How is the EQS SUV's storage?

If optioned with the third row of seats, you can squeeze a mere 7 cubic feet in the cargo area, but Mercedes says that's still enough for four golf bags and we're inclined to believe that estimate. With the third row stowed, there's up to 28 cubic feet behind the second row. And at its maximum with those seats folded flat, capacity jumps to 71 cubic feet. (Without the third row, the metrics are 31 cubic feet and 74 cubic feet, respectively.) Unlike many other EVs, there's no front trunk (frunk) under the hood.

In the passenger compartment, there are plenty of moderately sized pockets, bins and cupholders for your personal effects. There's also a wireless charging pad for your phone and a large tray under the center console that can accept larger items.

Can the EQS SUV go off-road?

2023 Mercedes-Benz EQS SUV

By no means is this a dedicated rock-crawler. Even in its highest suspension setting, the EQS SUV maxes out at less than 9 inches of ground clearance — a meager amount by modern standards. We ran the SUV along a muddy course organized by Mercedes, and while it handled some impressive obstacles, our main takeaway is a suite of eye-popping tech features.

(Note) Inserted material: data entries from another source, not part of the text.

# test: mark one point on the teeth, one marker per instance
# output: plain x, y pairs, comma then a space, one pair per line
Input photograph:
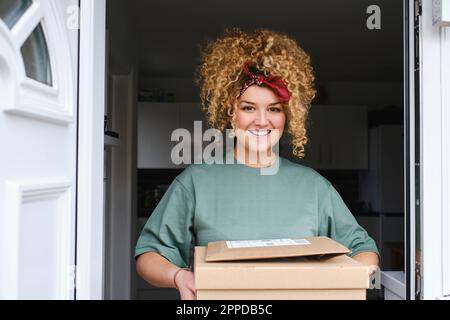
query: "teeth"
260, 133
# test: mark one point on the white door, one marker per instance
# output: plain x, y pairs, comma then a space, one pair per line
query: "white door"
38, 141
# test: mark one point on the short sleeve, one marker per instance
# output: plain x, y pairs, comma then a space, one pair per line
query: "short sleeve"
338, 223
169, 230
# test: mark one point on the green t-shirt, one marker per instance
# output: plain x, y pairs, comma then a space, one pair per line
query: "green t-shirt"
235, 202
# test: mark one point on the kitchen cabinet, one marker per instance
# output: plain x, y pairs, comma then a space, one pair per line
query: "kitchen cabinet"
338, 138
382, 185
156, 122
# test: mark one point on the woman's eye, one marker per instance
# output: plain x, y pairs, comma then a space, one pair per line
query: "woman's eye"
274, 109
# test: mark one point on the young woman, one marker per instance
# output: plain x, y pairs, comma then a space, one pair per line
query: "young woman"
260, 85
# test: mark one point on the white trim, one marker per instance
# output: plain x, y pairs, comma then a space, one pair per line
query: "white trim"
27, 23
90, 219
445, 47
18, 193
412, 164
434, 142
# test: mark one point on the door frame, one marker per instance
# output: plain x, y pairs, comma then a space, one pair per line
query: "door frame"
434, 159
90, 217
434, 155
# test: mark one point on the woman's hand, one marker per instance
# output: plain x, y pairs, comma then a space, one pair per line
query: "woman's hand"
184, 281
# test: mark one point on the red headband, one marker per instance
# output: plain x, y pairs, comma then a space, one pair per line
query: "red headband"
273, 82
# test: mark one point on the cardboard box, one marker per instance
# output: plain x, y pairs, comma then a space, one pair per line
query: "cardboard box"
318, 277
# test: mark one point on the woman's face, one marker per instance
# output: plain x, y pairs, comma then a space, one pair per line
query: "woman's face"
260, 119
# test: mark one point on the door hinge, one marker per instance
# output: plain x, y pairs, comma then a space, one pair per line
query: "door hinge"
73, 277
418, 282
417, 8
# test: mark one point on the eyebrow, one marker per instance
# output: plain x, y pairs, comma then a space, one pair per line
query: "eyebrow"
270, 104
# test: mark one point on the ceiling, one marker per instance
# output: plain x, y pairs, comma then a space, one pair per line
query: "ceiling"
333, 32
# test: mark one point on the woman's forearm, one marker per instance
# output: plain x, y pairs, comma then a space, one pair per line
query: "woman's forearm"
156, 270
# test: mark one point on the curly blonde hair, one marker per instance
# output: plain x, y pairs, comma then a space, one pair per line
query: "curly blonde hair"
220, 77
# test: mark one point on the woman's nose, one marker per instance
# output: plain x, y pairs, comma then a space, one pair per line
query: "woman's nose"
261, 119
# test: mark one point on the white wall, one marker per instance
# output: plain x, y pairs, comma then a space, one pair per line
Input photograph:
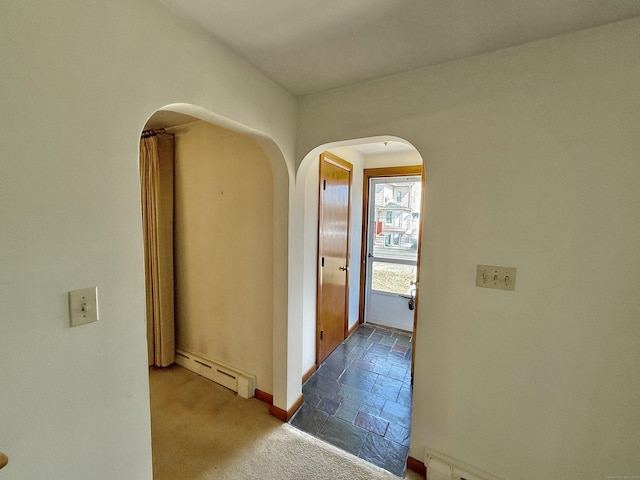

First, the EQS SUV automatically activates an overhead-view camera and projects an image onto the screen that "sees through" the hood to give you a clear view of rocks and pits in the trail. Pick up speed? That switches the camera into a forward-facing view with live angles and measurements on screen. The second feature is the aforementioned rear-wheel steering, able to turn the back wheels up to 10 degrees in either direction. At highway speed the front and rear wheels turn in sync for increased stability, and in low speeds (like off-road) wheels turn opposite to make the EQS SUV unbelievably maneuverable for a vehicle its size. We pulled hairpin turns that seemed awfully treacherous, and had room to spare. Does this mean you should head for the mountains in your $130,000 EV? No. But it does have us wondering when an EQ G-Class will arrive.

How economical is the EQS SUV?

On a 105-mile test drive on mountain roads and highways, we observed energy consumption of 31.6 kWh per 100 miles in an EQS SUV 580, according to the vehicle's digital readout. If accurate, that would be remarkably low consumption for an EV of this size, but we'll reserve judgment until we can take it on Edmunds' real-world EV evaluation loop.

Edmunds says

Yes, it's electric. But more importantly, the EQS SUV is a worthy Mercedes-Benz. The high price tag will understandably give some buyers pause, and there are obvious ways it can be improved for a future billionaire-special Maybach model. Still, the EQS SUV makes a bold debut in what will soon be a crowded segment with Tesla, BMW and others vying for your attention.